Dr Patrick Fahr, Senior Health Economist at the Nuffield Department of Primary Health Care Sciences, University of Oxford, and a lead author of the study, said:
'Temperature affects the NHS every day, but until now nobody knew how costly this was. Three percent is both a small and a large figure, because these costs are concentrated on cold and hot days only when demand is spiking. Historically, the winter season has been and remains associated with additional health risks, which occur routinely each year, however heatwaves are emerging as a new challenge.

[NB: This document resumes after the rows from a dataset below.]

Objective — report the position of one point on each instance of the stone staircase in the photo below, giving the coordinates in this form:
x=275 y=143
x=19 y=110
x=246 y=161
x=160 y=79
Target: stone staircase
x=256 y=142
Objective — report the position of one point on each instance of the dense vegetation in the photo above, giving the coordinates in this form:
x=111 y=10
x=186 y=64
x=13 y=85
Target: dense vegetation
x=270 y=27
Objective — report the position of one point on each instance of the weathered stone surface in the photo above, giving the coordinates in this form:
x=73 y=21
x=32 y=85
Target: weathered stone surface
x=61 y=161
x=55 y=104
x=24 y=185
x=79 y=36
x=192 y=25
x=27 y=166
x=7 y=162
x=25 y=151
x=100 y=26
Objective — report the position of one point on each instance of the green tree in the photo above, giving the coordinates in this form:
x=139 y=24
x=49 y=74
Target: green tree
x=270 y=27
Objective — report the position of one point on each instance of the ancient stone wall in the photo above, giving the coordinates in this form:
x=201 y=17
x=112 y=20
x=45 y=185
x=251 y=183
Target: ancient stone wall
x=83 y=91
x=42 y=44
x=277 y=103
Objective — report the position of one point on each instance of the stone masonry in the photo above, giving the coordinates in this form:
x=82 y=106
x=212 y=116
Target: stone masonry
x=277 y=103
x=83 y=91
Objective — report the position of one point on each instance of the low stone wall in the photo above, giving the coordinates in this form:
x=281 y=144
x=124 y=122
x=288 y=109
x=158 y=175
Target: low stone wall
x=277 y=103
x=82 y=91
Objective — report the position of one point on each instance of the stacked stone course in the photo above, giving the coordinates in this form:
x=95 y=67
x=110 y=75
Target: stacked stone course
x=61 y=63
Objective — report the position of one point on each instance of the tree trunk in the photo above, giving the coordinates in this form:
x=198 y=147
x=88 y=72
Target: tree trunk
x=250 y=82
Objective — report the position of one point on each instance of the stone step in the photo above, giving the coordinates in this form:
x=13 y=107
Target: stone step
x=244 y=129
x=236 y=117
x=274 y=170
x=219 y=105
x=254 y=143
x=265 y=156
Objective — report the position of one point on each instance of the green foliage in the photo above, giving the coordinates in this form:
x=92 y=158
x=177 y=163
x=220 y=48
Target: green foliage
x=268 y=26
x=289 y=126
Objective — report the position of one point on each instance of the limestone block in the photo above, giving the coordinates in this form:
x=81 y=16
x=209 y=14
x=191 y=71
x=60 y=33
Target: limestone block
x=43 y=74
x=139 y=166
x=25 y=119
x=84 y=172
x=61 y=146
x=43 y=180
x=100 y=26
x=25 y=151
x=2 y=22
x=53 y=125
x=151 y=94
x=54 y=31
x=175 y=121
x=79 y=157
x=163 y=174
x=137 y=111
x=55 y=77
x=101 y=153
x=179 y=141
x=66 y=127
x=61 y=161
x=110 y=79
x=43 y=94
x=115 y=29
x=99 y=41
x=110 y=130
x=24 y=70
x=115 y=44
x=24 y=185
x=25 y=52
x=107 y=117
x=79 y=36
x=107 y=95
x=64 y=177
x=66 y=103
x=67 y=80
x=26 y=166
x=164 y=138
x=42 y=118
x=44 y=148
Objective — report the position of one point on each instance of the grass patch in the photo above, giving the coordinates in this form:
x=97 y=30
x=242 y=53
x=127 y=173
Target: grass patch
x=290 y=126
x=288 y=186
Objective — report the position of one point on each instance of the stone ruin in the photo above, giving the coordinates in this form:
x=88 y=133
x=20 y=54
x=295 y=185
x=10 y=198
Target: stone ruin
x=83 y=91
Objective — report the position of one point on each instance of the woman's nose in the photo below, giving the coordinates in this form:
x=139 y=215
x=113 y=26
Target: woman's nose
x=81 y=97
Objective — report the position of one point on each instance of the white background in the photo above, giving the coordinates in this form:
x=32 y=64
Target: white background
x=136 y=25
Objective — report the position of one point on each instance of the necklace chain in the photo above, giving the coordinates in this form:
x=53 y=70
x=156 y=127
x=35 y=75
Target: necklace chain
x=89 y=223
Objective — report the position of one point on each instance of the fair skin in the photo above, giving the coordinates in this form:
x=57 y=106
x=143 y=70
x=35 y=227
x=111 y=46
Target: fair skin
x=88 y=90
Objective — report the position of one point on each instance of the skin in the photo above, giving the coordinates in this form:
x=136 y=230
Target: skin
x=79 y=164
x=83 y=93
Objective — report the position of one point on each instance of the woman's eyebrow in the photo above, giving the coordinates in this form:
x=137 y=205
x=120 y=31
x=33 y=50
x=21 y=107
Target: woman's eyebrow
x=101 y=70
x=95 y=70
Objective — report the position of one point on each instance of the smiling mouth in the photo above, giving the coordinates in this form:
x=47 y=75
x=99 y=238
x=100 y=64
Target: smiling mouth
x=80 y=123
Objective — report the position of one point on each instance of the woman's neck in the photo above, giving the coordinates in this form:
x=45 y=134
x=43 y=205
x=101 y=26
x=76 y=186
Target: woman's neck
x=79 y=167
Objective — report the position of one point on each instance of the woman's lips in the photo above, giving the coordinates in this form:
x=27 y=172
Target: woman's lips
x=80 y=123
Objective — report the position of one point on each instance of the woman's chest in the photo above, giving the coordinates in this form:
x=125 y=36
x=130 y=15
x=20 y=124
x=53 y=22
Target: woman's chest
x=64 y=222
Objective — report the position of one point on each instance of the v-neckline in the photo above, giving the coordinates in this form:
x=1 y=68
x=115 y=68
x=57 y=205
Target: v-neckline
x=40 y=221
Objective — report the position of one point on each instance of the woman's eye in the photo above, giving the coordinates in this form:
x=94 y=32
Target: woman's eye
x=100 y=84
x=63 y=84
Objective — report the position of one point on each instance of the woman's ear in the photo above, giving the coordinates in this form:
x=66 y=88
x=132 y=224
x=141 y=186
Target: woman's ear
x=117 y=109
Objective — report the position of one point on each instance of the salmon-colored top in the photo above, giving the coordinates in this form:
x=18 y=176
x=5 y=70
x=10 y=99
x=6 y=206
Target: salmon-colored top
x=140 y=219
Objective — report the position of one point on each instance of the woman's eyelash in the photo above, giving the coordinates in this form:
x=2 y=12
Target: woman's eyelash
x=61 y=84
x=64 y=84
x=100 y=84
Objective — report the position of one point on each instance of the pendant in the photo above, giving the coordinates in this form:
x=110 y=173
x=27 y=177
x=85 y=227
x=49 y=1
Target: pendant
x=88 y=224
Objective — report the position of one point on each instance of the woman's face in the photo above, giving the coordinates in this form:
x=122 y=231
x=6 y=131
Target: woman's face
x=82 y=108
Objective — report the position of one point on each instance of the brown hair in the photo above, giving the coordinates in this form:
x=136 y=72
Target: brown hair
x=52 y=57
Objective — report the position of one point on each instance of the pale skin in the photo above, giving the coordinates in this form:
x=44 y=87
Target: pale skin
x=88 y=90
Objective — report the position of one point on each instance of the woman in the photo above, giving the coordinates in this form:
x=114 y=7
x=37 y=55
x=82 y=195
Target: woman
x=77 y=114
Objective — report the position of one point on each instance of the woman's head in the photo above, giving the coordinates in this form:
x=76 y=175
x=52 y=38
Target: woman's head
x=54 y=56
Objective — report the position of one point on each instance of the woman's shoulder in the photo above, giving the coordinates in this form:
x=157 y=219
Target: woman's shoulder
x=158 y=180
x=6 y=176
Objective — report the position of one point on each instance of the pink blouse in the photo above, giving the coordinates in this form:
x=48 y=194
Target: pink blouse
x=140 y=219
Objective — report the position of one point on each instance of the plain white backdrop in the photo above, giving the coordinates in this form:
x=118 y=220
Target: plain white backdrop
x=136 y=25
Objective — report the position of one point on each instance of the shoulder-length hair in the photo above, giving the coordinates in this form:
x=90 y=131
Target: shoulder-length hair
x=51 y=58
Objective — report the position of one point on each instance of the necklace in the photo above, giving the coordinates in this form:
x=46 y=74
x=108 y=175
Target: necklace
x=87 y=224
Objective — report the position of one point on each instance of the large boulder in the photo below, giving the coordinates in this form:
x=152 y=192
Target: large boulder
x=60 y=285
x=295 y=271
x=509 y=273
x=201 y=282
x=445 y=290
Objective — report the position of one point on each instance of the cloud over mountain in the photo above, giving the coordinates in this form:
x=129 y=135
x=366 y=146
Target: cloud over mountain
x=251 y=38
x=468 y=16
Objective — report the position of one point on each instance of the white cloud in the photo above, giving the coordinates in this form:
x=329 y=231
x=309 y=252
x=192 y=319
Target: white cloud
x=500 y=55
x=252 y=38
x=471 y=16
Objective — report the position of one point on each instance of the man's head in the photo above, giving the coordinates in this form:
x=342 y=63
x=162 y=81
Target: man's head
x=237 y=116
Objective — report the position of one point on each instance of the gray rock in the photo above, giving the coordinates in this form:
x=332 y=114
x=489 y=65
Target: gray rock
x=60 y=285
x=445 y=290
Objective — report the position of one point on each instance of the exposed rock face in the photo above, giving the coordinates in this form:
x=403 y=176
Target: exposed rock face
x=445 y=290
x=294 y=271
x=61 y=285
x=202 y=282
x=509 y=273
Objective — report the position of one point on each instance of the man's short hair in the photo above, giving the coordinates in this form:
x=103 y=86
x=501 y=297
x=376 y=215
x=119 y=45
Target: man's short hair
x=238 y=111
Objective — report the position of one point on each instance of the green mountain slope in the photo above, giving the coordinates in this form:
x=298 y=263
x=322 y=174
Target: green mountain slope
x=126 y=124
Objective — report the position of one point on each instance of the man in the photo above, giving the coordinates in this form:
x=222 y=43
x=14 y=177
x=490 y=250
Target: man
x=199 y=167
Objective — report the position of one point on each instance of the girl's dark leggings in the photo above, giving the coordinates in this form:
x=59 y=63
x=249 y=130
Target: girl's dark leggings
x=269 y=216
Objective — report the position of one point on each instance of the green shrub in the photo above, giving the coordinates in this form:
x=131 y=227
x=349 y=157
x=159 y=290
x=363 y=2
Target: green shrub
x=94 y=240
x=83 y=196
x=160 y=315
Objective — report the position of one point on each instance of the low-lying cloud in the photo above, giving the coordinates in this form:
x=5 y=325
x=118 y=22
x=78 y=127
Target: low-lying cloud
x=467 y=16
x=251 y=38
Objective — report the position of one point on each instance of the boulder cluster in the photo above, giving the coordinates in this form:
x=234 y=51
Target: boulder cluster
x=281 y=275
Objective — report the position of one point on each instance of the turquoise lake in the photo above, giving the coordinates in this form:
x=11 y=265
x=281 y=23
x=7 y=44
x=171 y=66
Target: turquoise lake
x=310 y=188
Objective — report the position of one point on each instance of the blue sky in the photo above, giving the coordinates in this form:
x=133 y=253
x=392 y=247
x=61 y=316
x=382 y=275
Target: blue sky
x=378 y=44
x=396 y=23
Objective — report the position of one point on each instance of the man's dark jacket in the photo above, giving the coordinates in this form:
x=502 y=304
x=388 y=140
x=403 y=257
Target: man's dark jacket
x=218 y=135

'In the data, heat tends to be associated with short, same day increases in demand and pressure on services, requiring a rapid response. Overall, the practical implication is that planning for temperature-related variation in service use is a year-round issue. Vulnerable people, such as older adults, can be particularly at risk.'
Illustrative budget impact
The study estimates the share of recorded healthcare costs associated with non-optimal temperature exposure (relative to a reference temperature), rather than producing a national budget total. As an illustration, if a similar proportion applied to NHS England's planned 2023/24 spending on acute services, specialised services and primary medical care (combined £101.4bn), this would correspond to costs on the order of £3bn per year across those categories.
For context, that illustrative figure is above the £2.899bn spent on NHS dentistry reported in DHSC annual accounts for 2022/23, as highlighted by the British Dental Association.